The 500ms threshold is a deliberate tail-latency line, not a median line. A p50 of 500ms would be alarming; a p99 of 500ms is the point at which the worst-served queries start to be felt. Read this card alongside Query Latency p50 (ms) and Query Latency p95 (ms) to see the full shape of the distribution.
Worked example
A platform team runs a self-managed ClickHouse cluster serving an internal analytics product. Snapshot taken on 14 Apr 26 at 14:20 BST, shortly after a new dashboard shipped.| Percentile | Value | Reading |
|---|---|---|
| p50 | 38 ms | Typical query is fast; the median is healthy. |
| p95 | 210 ms | The 95th percentile is at the p95 card’s own threshold (200ms): borderline. |
| p99 | 840 ms | Amber. The slowest 1% of queries are crossing 800ms. |
- The median is healthy, so this is not a cluster-wide slowdown. If the whole instance were starved (CPU, memory, disk I/O) the p50 would have risen too. It did not, so the cause is a subset of queries, not global pressure.
- The gap between p95 and p99 is large. p95 at 210ms but p99 at 840ms means the tail is fat: a small number of queries are far slower than the rest. This is the signature of a few expensive queries, not a uniform regression.
- The new dashboard is the prime suspect. It shipped just before the regression. Tail latency that appears alongside a deploy almost always traces to a new query pattern: a missing index condition, a full-scan filter, or an aggregate over an unpartitioned range.
- p99 is the tail, and the tail is where users feel pain. A great median hides slow outliers. Always watch p99 for interactive workloads; the median alone will lull you.
- A wide p50-to-p99 gap means a few bad queries, not global pressure. If the whole distribution rises together, suspect resource saturation. If only the tail rises, hunt for the specific slow query.
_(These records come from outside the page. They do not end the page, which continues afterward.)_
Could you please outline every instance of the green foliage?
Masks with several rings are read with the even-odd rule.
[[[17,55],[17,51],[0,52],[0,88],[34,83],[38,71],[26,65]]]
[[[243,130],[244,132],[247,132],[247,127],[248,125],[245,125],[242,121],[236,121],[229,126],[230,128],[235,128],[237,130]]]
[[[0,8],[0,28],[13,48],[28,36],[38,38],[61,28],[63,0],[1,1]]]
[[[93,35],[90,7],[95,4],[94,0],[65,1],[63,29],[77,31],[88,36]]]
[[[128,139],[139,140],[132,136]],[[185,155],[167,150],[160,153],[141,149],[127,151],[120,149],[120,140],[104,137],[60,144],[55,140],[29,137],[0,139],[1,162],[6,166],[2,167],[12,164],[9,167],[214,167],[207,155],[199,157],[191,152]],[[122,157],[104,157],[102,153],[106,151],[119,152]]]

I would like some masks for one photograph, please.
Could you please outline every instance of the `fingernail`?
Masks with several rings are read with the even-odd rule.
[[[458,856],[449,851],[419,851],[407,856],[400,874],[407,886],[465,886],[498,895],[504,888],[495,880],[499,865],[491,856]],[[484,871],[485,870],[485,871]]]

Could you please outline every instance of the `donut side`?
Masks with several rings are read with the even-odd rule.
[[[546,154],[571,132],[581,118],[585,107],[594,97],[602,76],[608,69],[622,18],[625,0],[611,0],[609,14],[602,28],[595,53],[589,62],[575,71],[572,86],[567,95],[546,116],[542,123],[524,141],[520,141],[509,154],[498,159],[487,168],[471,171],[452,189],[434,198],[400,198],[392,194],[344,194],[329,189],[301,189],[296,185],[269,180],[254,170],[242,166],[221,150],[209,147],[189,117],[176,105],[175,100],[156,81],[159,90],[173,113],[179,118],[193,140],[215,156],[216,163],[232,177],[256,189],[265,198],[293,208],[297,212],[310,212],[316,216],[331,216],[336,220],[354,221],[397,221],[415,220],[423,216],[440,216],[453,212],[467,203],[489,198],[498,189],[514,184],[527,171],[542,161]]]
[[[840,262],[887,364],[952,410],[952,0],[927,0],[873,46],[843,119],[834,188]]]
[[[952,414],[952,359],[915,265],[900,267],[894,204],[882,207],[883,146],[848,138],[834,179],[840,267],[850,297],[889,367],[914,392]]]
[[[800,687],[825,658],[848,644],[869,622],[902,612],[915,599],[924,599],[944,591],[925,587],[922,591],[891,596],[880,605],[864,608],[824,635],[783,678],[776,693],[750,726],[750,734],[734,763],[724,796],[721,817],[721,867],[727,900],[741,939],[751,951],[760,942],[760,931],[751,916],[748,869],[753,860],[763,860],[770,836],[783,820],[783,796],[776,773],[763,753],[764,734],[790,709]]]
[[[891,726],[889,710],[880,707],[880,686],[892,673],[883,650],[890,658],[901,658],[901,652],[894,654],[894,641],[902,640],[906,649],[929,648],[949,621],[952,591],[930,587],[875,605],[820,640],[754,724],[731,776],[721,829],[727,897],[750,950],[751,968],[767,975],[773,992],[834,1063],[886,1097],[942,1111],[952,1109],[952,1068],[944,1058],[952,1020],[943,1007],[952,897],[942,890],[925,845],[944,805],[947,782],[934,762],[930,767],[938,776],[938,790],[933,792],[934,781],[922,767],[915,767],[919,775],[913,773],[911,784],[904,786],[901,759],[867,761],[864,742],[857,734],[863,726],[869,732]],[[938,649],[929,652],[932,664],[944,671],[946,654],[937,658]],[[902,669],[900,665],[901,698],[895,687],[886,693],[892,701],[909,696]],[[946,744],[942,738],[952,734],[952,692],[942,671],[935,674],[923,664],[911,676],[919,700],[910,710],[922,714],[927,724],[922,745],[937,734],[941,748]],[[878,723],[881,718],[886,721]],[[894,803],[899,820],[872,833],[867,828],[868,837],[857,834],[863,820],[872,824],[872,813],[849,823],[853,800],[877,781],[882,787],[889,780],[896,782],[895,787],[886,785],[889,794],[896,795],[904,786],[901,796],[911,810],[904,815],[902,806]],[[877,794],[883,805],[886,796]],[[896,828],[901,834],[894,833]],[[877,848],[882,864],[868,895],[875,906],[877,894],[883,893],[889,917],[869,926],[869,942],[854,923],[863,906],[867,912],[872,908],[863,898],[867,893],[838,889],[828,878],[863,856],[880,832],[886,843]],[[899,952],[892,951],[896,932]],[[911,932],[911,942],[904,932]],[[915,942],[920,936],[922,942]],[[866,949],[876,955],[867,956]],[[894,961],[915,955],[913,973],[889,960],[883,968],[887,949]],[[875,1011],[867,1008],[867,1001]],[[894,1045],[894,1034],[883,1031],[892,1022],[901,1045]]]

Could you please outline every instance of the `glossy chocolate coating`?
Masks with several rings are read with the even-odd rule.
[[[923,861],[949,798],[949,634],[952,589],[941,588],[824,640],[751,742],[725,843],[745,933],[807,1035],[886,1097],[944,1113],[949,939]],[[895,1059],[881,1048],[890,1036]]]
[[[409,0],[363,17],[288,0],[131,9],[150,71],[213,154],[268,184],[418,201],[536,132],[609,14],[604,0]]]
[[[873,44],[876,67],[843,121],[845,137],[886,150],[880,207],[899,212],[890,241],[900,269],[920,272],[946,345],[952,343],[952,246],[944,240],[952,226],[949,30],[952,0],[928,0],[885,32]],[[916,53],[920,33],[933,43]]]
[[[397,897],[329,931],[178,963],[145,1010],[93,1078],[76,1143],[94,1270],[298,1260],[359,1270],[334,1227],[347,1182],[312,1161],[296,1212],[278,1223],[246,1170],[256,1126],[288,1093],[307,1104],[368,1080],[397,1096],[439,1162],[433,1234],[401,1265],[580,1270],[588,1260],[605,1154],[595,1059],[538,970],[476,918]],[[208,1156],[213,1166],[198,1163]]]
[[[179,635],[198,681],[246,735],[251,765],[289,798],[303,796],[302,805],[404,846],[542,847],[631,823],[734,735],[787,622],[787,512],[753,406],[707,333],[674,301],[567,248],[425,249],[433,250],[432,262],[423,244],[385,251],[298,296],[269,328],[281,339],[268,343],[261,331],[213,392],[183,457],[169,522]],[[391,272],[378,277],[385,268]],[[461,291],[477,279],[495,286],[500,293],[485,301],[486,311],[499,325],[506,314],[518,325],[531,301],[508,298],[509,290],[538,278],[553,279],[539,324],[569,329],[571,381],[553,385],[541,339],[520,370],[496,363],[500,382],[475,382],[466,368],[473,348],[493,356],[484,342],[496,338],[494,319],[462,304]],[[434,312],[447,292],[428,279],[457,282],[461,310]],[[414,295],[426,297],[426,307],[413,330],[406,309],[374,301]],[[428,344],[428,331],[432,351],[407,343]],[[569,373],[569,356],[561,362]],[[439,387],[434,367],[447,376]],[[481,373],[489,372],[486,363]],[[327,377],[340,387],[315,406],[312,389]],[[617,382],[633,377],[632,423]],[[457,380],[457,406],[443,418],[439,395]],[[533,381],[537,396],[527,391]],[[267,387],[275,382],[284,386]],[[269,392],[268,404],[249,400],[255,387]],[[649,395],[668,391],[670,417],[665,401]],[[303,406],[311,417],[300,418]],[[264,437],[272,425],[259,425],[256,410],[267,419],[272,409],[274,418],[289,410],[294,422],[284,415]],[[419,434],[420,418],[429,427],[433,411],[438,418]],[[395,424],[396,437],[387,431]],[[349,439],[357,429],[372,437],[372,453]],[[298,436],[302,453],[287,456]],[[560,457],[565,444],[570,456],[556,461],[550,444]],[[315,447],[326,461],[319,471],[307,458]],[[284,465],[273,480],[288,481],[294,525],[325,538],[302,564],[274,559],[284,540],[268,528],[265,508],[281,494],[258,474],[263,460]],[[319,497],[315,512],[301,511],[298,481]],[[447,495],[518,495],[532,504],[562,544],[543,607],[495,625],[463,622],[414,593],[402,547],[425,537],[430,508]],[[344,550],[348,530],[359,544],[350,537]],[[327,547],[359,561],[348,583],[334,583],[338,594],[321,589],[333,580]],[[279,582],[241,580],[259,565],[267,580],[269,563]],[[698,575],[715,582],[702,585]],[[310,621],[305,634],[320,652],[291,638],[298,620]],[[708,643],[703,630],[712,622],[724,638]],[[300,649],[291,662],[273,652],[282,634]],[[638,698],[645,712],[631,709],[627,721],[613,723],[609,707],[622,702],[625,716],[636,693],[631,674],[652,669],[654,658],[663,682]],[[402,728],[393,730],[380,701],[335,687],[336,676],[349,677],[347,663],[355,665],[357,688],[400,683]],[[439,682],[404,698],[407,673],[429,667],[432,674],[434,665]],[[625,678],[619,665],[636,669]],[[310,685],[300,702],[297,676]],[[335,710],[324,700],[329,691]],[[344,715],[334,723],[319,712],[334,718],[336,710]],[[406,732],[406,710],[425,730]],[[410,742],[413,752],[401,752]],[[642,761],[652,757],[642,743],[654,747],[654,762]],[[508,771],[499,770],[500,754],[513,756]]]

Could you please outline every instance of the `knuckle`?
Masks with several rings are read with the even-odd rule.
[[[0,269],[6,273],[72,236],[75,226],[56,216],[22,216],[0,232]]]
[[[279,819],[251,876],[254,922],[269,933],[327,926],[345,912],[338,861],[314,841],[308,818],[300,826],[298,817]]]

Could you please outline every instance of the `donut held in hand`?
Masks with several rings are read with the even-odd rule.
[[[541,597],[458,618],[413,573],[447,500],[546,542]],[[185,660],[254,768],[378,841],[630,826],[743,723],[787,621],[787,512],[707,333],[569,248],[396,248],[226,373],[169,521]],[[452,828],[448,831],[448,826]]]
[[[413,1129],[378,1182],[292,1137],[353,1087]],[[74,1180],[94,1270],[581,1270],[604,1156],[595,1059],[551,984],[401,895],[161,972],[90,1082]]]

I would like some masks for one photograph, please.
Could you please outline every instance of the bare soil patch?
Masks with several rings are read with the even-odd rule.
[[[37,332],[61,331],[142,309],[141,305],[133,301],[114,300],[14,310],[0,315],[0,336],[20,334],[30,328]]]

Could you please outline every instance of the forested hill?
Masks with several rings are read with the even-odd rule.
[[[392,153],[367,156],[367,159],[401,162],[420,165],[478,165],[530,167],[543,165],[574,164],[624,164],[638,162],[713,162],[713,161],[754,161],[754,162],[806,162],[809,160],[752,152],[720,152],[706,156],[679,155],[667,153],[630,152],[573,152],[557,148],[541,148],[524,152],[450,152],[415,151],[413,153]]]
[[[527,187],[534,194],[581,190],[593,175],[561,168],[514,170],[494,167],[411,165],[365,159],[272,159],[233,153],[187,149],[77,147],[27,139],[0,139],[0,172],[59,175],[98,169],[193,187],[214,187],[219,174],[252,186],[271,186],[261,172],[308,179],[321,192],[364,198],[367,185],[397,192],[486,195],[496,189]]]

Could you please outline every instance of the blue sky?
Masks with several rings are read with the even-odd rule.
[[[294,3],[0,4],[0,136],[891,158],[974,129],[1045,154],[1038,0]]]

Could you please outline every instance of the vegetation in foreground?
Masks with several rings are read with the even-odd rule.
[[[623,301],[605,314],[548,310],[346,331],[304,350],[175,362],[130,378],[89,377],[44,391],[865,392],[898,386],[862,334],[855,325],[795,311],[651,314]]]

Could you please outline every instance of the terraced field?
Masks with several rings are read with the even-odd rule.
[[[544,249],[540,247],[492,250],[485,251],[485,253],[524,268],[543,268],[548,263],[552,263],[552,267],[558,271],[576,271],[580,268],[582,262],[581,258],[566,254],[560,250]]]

- Tail spikes that coincide with a deploy are almost always a new query pattern. Check
system.query_logfor the slowest queries in the window and align their filters to the table’s sort key.
Sibling cards
| Card | Why pair it with Query Latency p99 | What the combination tells you |
|---|---|---|
| Query Latency p95 (ms) | The next percentile in. | A wide p95-to-p99 gap means a fat tail (a few very slow queries); a narrow gap means a uniform shift. |
| Query Latency p50 (ms) | The median, the other end of the distribution. | p50 flat with p99 rising equals a few bad queries; p50 and p99 rising together equals global pressure. |
| Slow-Query Rate % | The count-based view of slowness (queries over 1s). | High p99 plus high slow-query rate confirms the tail is widening, not just one outlier. |
| Top 10 Slowest Queries | The drill-down: which exact queries make up the tail. | The slow queries here are the ones driving the p99. |
| Failed Queries (24h) | Slow queries often precede timeouts and exceptions. | Rising p99 then rising failures equals queries crossing their timeout ceiling. |
| Memory Usage % | Heavy aggregates that blow the tail also pressure memory. | High p99 plus high memory equals expensive aggregates; consider spilling settings or query limits. |
| ClickHouse Health Score | The composite that weights tail latency. | A sustained p99 breach pulls the composite down. |
Reconciling against the source
Where to look in ClickHouse’s own tooling:Run the same percentile query againstWhy our number may legitimately differ from a manual query:system.query_logfromclickhouse-client:Inspect individual slow queries with the full-row form (addread_rows,memory_usage, andqueryto the select). For currently running queries useSELECT elapsed, query FROM system.processes ORDER BY elapsed DESC. On ClickHouse Cloud, the samesystem.query_logquery works in the SQL console, and the managed service surfaces a query-latency panel in its monitoring view.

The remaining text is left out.